Dans « Black blocs : bas les masques », Francis Dupuis-Déri écrit :
« L’action directe violente est perçue comme un moyen efficace et simple de critiquer le capitalisme et l’État libéral. [...]
La critique s’exprime directement puisque le système économique et politique illégitime s’incarne dans la cible des frappes (des McDonald’s, des banques, le siège du Fonds monétaire international ou le périmètre de sécurité qui protège le sommet du G8). »
Les justifications à l’utilisation de la violence sont donc politiques et économiques mais aussi socio-psychologiques. Dans un entretien avec Francis Dupuis-Déri, un jeune adulte issu d’un quartier défavorisé de Montréal et ayant participé à des black blocs, déclare :
« Frapper un flic, ce n’est pas de la violence, c’est de la vengeance. »
Cela révélerait le besoin de réparation des victimes habituelles de la violence policière.

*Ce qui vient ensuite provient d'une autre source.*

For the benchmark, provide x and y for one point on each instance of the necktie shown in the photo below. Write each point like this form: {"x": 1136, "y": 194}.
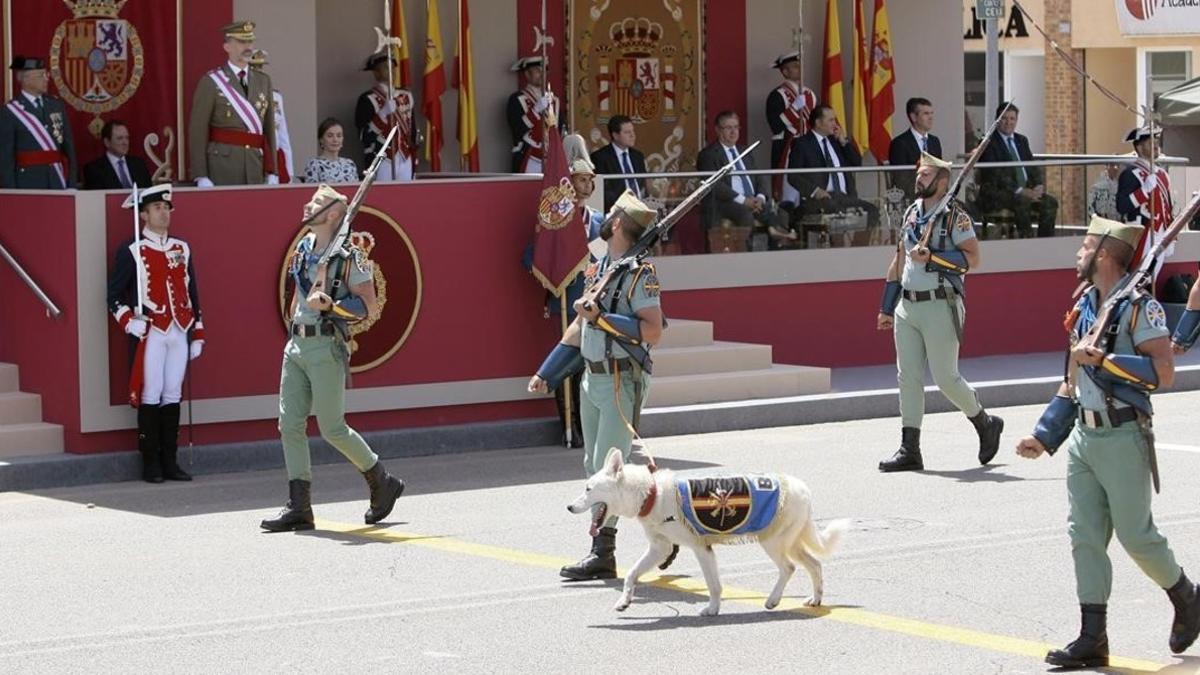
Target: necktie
{"x": 628, "y": 168}
{"x": 747, "y": 186}
{"x": 124, "y": 174}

3 Les black blocs ne sont pas toujours violents
Francis Dupuis-Déry distingue trois stratégies possibles des black blocs : offensive, défensive et « de soutien ». Il explique :
« Des membres de black blocs refusent même d’avoir personnellement recours à la force et se regroupent, par exemple, au sein des groupes d’affinité d’infirmiers volontaires. »
Contrairement au chercheur, Isabelle Sommier considère qu’un black bloc « est systématiquement violent ». Elle reconnaît cependant l’existence de groupes comme les Silver Blocs, prônant l’action directe non violente, ou les Pink blocs, vêtus de rose, qui utilisent la dérision.